How to make the perfect viniagrette

Q: Why did the tomato blush?
A: Because it saw the salad dressing.

I’ve always loved that joke, partly because it’s about the only punchline that I can remember. But all jokes aside, some people should blush with embarrassment at their salad dressings. Paul Newman, I’m looking at you. Whoever makes the salad dressings at several Wellington restaurants that I’ve visited recently should also take a good look at themselves.

How To Make Vinaigrette

The thing is, you don’t need to be a super chef to make a good salad dressing, but plenty of people do a great job of making bad ones. If in doubt, remember that condensed milk is best saved for baking and that no amount of secret herbs and spices will disguise cheap oil and nasty vinegar. A lot of people ask me how to make a basic vinaigrette (that’s vin-AY-gret, not vinegar-ette – which sounds like the sort of perfume worn by sour little French women) so I’ve devised this handy guide. Here’s how…

Vinaigrette Easy Recipe

How To Make Vinaigrette
Jamie Oliver once put out a special sort of gadget for making salad dressings but all you need  is a clean and empty jam jar, or a small bowl and a fork.
You can vary the acid and the oil to suit your preferences, your pantry supplies and what you’re going to use the vinaigrette for. I most often use lemon juice and apple cider or red wine vinegar with extra virgin olive oil. A good pinch of cumin seeds can be a good addition, or finely fresh herbs. If you’re using herbs, the vinaigrette is best used that day. Otherwise it will happily keep in the fridge for a couple of weeks.
Having a jar of vinaigrette in the fridge makes that after-work dinner dash much easier. Even though it only takes minutes to make, knowing you can pull some salad leaves out of a bag (or the garden) and dress them with something you’ve prepared earlier makes dinner time seem less daunting. I also use vinaigrette on steamed beans and carrots, shredded beetroot and new potatoes.

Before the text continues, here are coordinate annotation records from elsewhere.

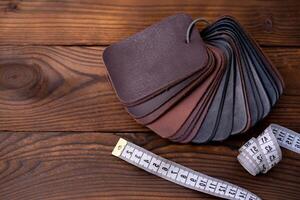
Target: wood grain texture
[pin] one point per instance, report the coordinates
(65, 89)
(103, 22)
(56, 166)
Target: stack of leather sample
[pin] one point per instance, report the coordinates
(190, 86)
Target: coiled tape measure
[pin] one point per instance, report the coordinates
(257, 155)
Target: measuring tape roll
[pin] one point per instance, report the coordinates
(260, 154)
(179, 174)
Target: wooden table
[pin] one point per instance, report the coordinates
(59, 117)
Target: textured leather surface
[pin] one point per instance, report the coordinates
(147, 63)
(218, 85)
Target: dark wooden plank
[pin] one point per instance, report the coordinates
(103, 22)
(65, 89)
(80, 166)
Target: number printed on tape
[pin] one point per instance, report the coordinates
(179, 174)
(264, 152)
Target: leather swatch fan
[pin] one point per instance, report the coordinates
(193, 87)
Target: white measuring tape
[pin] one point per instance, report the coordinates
(257, 155)
(179, 174)
(261, 154)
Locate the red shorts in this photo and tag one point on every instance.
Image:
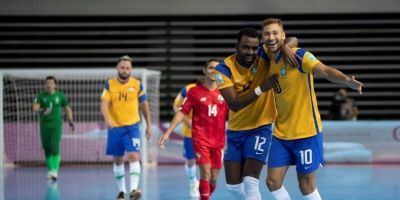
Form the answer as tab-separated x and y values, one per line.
208	155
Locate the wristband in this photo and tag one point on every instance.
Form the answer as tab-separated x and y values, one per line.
258	91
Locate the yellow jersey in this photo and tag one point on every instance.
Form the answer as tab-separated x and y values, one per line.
231	74
179	100
124	100
298	115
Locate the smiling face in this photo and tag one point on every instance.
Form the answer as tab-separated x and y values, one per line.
124	68
247	50
273	36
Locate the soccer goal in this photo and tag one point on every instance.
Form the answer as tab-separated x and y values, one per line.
19	128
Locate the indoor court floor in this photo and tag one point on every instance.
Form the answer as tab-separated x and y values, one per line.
335	182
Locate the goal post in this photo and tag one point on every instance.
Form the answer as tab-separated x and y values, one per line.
19	132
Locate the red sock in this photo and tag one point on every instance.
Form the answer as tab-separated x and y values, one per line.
204	189
212	187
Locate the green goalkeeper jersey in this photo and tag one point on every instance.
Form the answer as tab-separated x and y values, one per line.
56	102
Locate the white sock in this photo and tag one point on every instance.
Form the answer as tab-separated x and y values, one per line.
119	174
236	190
251	188
134	174
191	173
313	195
281	194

First, peel a clove of plump, juicy garlic and put it on a chopping board with a good pinch of salt. Using the blade of a knife, crush the clove with the salt to form a smooth paste. Scrape this off the chopping board and put it in a clean, dry jam jar (or a small bowl).
Add a teaspoon of honey (or brown sugar) and a teaspoon of mustard (Dijon for preference, English for wow factor).
Add 2 1/2 tablespoons of vinegar/lemon juice and six tablespoons of extra virgin olive oil, then screw the lid on the jar and give it a good shake. Taste it for seasoning and sharpness – does it need more salt? more oil? more vinegar? a pinch of sugar to balance the flavours? – before using.

What’s your favourite salad dressing?



  1. May 8, 2014 / 9:55 am

    I love my salad dressings simple. Usually, I just mix together vinegar, mustard, salt and pepper, and then toss it in the salad.

  2. May 8, 2014 / 10:58 am

    a perfect viniagrette! my family always eat anything with honey mustard dressing on it!

  3. May 8, 2014 / 1:28 pm

    I need to read this post next time I just want a simple salad dressing – I have made lots of vinaigrettes but not a standard one I turn to time and time again – I hope one day for it to be as breezy and easy as for you

  4. May 9, 2014 / 10:59 am

    Perfect! I hate a bad dressing too. I make mine pretty much the same way. I'm also a huge fan of the balsamic/olive oil combination and I often use good rapeseed oil. There are several really good producers local to me – I love the colour it gives to the dressing.

  5. May 9, 2014 / 10:11 pm

    This is absolutely stunning – Love the ingredients!

  6. May 12, 2014 / 8:00 am

    Thanks, everyone – I'm glad I'm not the only salad dressing pedant. After recent experiences I was feeling like the only one who cared!